This notebook contains the inference pipeline for the soil classification challenge. It uses a hybrid approach combining logistic regression and zero-shot classification to predict soil types from images.

## 1. Setup and Dependencies

First, we'll install the required packages and import necessary libraries.

In [None]:
!pip install open-clip-torch pandas pillow scikit-learn --quiet

import sys
import os
sys.path.append('../src')

import open_clip
import torch
import pandas as pd
import numpy as np
from PIL import Image
from pathlib import Path
from sklearn.linear_model import LogisticRegression
from sklearn.model_selection import train_test_split

# Import custom utilities
try:
    from preprocessing import get_image_embeddings, generate_text_embeddings
    from postprocessing import predict_image, batch_predict, create_submission
    print("Successfully imported custom utilities")
except ImportError:
    print("Custom utilities not found, using internal functions")

## 2. Configuration

Define the model configuration and parameters.

In [None]:
# Configuration (MODIFY IF NEEDED)
MODEL_NAME = "ViT-H-14"        # High-performance vision transformer
PRETRAINED = "laion2b_s32b_b79k"  # Pretraining dataset
BATCH_SIZE = 8                 # Reduce to 4 if OOM errors persist
DEVICE = "cuda" if torch.cuda.is_available() else "cpu"
CLASSES = ["Alluvial soil", "Black Soil", "Clay soil", "Red soil"]
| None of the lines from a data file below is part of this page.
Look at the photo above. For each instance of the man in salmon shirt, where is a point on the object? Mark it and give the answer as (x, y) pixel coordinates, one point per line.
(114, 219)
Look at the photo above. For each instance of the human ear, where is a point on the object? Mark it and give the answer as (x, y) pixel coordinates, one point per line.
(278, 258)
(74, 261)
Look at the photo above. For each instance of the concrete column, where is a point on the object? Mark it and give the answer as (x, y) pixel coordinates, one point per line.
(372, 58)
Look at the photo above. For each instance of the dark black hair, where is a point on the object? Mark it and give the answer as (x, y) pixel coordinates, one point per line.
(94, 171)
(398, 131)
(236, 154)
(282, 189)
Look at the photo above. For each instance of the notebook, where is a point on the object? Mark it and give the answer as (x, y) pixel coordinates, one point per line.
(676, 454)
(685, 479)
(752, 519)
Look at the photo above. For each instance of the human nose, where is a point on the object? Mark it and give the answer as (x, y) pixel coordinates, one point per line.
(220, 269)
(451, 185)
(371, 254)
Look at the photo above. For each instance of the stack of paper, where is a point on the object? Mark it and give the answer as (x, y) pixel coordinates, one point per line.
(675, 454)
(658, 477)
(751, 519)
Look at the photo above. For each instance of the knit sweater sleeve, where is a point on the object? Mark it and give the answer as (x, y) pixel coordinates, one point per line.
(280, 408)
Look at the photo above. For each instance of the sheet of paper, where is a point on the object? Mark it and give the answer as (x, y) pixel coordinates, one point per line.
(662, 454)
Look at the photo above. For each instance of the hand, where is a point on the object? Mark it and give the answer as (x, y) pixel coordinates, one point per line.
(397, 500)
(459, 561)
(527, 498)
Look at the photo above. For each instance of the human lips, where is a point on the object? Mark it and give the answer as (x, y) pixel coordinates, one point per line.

print(f"Using device: {DEVICE}")

## 3. Model Loading

Load the pre-trained CLIP model and preprocessor.

In [None]:
# Load model and preprocessor
model, _, preprocess = open_clip.create_model_and_transforms(
    model_name=MODEL_NAME,
    pretrained=PRETRAINED
)
model = model.to(DEVICE).eval()
print(f"Loaded {MODEL_NAME} model with {PRETRAINED} weights")

## 4. Data Loading

Load the training and test data.

In [None]:
# Load metadata
DATA_DIR = Path("../data")
if not DATA_DIR.exists():
    # For Kaggle environment
    DATA_DIR = Path("/kaggle/input/soil-classification/soil_classification-2025")

train_df = pd.read_csv(DATA_DIR / "train_labels.csv" if DATA_DIR.exists() else "/kaggle/input/soil-classification/soil_classification-2025/train_labels.csv")
test_df = pd.read_csv(DATA_DIR / "test_ids.csv" if DATA_DIR.exists() else "/kaggle/input/soil-classification/soil_classification-2025/test_ids.csv")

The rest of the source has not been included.